Die Basis dafür bilden länderspezifische Durchschnittswerte, die aufgrund langjähriger Praxiserfahrung festgelegt wurden. Sind alle Eingaben vollständig, wird im Hintergrund mit unserem Prozessmodell Flow-py der Effekt der unterschiedlichen Schutzmaßnahmen auf Eintretenswahrscheinlichkeit und Auslauflänge der Lawine modelliert und berechnet, ob die Lawine die zu schützenden Objekte erreicht oder nicht. Als Ergebnis wird der Nutzen, also der verhinderte Schaden (Wert der zu schützenden Objekte), den Kosten der verschiedenen Schutzmaßnahmen in Zeitschritten von 25, 50 und 100 Jahren gegenübergestellt. Durch diesen Vergleich kann dann abgewägt werden, welche Schutzmaßnahme an einem bestimmten Standort am effektivsten und kosteneffizientesten ist.
Gries am Brenner ist eine weitere Pilotregion.
Bücher für Praktiker
Basierend auf den in GreenRisk4ALPs gesammelten Informationen und entwickelten Methoden entsteht ein Buch für Praktiker, in dem die wissenschaftlichen Grundlagen und Rahmenbedingungen für ein risikobasiertes Schutzwaldmanagement als Teil eines integralen Naturgefahren-Risikomanagements zusammengefasst sind. Erkenntnisse aus GreenRisk4ALPs werden ergänzt durch Beiträge von nicht im Projekt involvierten Experten, die weitere aktuelle Forschungsprojekte und deren Ergebnisse anhand von Fallbeispielen aus dem Alpenraum beschreiben. In einem zweiten Buch wird aus jeder der sechs GreenRisk4ALPs-Pilotregionen ein Best-Practice-Beispiel für die praktische Umsetzung eines ökosystem-basierten Risikomanagements vorgestellt und illustriert.

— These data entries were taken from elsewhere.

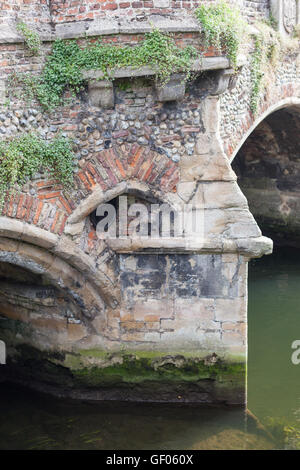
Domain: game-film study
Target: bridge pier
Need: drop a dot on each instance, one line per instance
(136, 318)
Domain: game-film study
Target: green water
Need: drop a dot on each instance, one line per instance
(30, 420)
(274, 323)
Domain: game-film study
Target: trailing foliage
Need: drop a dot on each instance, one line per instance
(32, 39)
(24, 156)
(223, 28)
(64, 66)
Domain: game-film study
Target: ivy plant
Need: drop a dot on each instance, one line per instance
(267, 46)
(32, 39)
(64, 66)
(24, 156)
(222, 27)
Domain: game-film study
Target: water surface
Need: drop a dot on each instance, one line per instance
(34, 421)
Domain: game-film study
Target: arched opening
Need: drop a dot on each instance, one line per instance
(268, 170)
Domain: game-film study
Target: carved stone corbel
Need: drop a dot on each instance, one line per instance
(223, 80)
(173, 90)
(101, 93)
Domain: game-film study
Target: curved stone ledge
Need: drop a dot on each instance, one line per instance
(102, 27)
(251, 247)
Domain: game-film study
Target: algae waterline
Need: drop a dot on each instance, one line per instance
(137, 376)
(33, 420)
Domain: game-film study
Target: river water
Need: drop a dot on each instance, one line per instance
(29, 420)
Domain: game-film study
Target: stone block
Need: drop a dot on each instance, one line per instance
(2, 91)
(101, 93)
(76, 332)
(231, 310)
(173, 90)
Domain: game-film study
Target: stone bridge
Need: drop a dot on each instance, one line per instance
(140, 317)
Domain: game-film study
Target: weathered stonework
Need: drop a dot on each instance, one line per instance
(134, 318)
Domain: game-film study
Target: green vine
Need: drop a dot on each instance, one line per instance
(24, 156)
(267, 47)
(223, 28)
(32, 39)
(64, 66)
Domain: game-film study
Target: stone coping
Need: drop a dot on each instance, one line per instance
(102, 27)
(252, 247)
(200, 65)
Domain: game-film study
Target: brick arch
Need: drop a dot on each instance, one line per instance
(286, 103)
(50, 207)
(60, 274)
(287, 95)
(65, 254)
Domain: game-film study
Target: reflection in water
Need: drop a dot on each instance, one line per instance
(33, 421)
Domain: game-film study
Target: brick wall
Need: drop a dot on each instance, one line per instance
(66, 11)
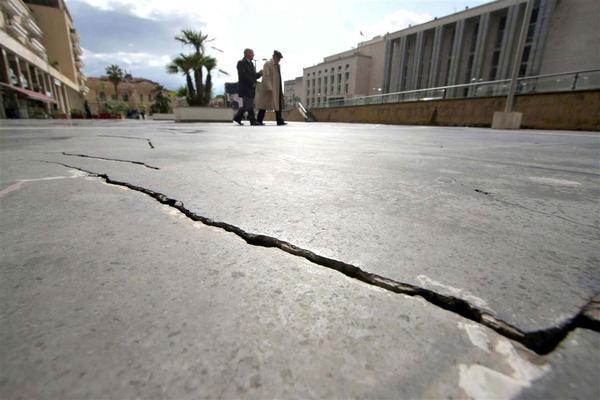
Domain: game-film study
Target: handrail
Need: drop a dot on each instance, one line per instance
(523, 81)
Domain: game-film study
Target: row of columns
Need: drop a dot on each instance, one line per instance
(400, 75)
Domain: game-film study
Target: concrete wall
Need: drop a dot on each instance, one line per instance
(572, 111)
(573, 37)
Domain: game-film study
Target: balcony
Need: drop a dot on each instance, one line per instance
(38, 47)
(32, 27)
(15, 7)
(74, 36)
(17, 30)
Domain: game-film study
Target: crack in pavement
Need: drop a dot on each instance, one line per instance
(542, 342)
(131, 137)
(110, 159)
(548, 214)
(515, 164)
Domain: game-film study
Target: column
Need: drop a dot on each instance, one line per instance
(416, 62)
(67, 101)
(28, 70)
(5, 73)
(19, 71)
(456, 52)
(508, 42)
(59, 97)
(539, 38)
(435, 57)
(389, 54)
(479, 56)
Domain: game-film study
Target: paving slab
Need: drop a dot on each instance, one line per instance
(106, 293)
(506, 221)
(574, 370)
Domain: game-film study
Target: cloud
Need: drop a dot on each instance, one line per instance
(139, 33)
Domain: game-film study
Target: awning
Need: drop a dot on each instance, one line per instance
(30, 93)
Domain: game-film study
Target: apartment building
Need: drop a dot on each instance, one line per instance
(479, 44)
(356, 72)
(40, 60)
(137, 93)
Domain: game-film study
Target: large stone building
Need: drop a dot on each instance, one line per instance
(40, 60)
(474, 45)
(136, 93)
(479, 44)
(356, 72)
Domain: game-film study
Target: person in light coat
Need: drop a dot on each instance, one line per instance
(269, 94)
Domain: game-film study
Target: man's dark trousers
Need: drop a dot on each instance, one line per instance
(247, 106)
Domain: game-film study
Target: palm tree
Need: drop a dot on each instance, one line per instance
(209, 63)
(115, 75)
(198, 41)
(184, 65)
(193, 38)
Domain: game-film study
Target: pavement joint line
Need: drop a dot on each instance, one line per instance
(131, 137)
(532, 166)
(541, 342)
(548, 214)
(109, 159)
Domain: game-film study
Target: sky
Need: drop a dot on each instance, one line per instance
(138, 35)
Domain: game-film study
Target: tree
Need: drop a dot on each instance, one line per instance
(182, 91)
(209, 63)
(162, 103)
(185, 65)
(193, 65)
(115, 75)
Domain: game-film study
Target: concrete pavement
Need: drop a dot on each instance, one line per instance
(504, 224)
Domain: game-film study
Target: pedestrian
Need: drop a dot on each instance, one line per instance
(270, 94)
(247, 77)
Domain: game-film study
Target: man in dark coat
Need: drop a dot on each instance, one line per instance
(247, 76)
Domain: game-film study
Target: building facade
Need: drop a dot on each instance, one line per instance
(136, 93)
(479, 44)
(40, 60)
(356, 72)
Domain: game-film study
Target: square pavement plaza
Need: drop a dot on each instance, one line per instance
(147, 259)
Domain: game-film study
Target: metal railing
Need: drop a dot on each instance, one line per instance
(563, 82)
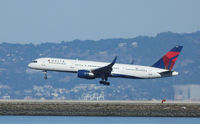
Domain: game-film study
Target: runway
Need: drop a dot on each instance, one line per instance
(100, 108)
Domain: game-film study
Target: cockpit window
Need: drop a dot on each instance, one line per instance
(34, 61)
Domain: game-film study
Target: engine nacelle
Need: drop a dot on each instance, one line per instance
(85, 74)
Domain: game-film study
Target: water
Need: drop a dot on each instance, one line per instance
(94, 120)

Durch flexible risikobasierte Bewertungs- und Handlungskonzepte kann schneller auf Veränderungen von natürlichen und gesellschaftlichen Rahmenbedingungen reagiert werden. Für das Schutzwaldmanagement bedeutet dies vor allem, Prioritäten zu setzen und vorhandene Ressourcen optimal zu verteilen, um Schutzwald als ökosystem-basierte Risikoreduktionsmaßnahme gezielt zu bewirtschaften.
Das internationale und interdisziplinäre GreenRisk4ALPs-Team, hier bei einem Projektmeeting im Eurac Research in Bozen, vereint wissenschaftliche Expertise mit Praxiswissen, und trifft sich regelmäßig in einer der sechs Pilotregionen in Deutschland, Frankreich, Italien, Österreich und Slowenien.